Dear Mom Living in Extreme Exhaustion
Mama exhaustion, let me just say YOU are awesome. I know you’re doing everything you can in your own will and power to do what’s best for your family. You are perfectly imperfect those long nights you sit with some real and deep emotions, and imperfectly perfect each day, just the way you are. I know you are wondering what you did to deserve this. Seeing your friends struggle less than you, wondering, why you? You may think you are being punished for all the poor choices you made in this world. The truth is you are being guided to see yourself in a new light. To be a newer version of you.
Sleep is more than this thing we do at night. Those who rest easily each night call it restorative. Those who have kids who have slept well from the start say it is relaxing. I call bullshit. Relaxing? No, those of us who have been sleep deprived with a child who doesn’t sleep define it as something very different.
We define sleep as pain. The very thing that causes us to struggle with acceptance of where we are in life. The very state that causes us fear and sadness. The one thing that makes us feel like we are failing at parenting. Sleep (or lack of) brings us face to face with our own anger.

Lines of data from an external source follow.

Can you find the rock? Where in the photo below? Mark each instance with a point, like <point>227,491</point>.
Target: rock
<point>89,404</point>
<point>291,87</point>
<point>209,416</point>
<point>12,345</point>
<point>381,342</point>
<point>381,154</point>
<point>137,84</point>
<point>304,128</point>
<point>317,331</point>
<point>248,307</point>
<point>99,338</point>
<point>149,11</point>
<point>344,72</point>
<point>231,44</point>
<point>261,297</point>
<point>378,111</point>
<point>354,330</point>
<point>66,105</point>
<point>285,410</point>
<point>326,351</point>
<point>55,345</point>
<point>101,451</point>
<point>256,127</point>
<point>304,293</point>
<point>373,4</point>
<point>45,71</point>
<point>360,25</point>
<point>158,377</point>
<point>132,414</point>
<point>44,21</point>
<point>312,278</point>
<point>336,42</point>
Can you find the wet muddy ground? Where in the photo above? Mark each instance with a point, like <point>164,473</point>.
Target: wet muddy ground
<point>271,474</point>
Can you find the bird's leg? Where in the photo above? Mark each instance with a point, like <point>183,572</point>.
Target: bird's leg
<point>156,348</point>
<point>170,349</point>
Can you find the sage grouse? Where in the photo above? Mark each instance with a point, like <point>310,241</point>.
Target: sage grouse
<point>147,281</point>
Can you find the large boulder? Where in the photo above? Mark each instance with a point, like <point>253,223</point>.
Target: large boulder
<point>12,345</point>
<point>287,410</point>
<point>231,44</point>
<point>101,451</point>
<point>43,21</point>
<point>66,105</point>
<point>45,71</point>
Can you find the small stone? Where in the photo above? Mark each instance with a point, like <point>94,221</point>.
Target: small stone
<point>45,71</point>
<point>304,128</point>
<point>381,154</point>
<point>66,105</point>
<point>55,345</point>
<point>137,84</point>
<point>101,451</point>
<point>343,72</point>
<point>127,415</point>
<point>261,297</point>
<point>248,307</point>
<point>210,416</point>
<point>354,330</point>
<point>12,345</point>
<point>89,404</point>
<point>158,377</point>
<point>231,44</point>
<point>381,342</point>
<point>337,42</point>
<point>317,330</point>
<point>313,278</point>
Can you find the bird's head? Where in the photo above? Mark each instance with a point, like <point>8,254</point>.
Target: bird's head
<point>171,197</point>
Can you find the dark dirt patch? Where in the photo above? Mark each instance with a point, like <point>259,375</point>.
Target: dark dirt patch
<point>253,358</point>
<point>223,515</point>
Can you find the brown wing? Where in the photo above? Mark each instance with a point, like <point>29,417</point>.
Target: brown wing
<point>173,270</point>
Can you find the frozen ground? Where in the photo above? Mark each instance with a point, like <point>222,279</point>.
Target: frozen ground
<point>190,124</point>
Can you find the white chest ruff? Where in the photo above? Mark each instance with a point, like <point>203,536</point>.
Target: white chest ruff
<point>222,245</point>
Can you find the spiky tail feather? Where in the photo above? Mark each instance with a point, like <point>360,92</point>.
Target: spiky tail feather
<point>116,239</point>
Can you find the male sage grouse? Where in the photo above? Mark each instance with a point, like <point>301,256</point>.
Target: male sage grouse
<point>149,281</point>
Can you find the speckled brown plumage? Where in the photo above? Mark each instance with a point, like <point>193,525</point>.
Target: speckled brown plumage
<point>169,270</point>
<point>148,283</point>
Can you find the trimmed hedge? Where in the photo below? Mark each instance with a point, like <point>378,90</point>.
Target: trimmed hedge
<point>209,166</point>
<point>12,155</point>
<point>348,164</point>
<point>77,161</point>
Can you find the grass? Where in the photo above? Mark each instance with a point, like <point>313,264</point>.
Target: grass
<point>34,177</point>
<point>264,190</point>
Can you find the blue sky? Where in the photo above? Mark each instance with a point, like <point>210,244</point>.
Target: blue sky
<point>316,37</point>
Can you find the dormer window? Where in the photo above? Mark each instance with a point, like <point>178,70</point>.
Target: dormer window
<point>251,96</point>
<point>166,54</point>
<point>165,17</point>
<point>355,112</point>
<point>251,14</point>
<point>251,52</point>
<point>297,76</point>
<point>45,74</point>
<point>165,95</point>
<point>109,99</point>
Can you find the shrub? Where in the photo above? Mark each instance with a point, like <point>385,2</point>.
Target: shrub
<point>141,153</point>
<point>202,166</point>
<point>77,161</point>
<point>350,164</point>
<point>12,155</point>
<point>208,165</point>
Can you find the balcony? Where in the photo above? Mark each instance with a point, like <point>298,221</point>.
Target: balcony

But sleep isn’t just a state of being or a noun… Sleep is a lesson, a practice, an art. When you step back, examine your own internal beliefs about sleep and your own self-defeating comments you voice when your child won’t sleep, you are unknowingly gifted with a list of core beliefs that may no longer be serving you. These statements such as,
I’m not good enough… Something must be wrong with me… I am the worst mother, I don’t even like my child when I can’t get him to sleep… No one understands me or what this is like…
The very thoughts that keep you awake at night. You have come face to face with your own anxieties. And it is hellishly scary and lonely and depressing. What if I told you learning to reframe these anxieties will lead to more sleep in your house? Instead of trying to fix sleep, maybe is it in your highest and best to repair your relationship with self? Listen to your negative self-talk; mother it. When did you first learn this about yourself? Breathe into those thoughts as you allow them to become lighter, softer, moving through you. Invite in new energy, positive thoughts such as,
I am perfectly imperfect and perfect all at once…. I am safe in this world…. I am learning to love myself and my family more everyday…. I am open to understanding me, my thoughts, my beliefs…. I choose to love and accept all part of me and all parts of my child….
Emotional Healing and self-care, that is a state that is restorative for mind and body.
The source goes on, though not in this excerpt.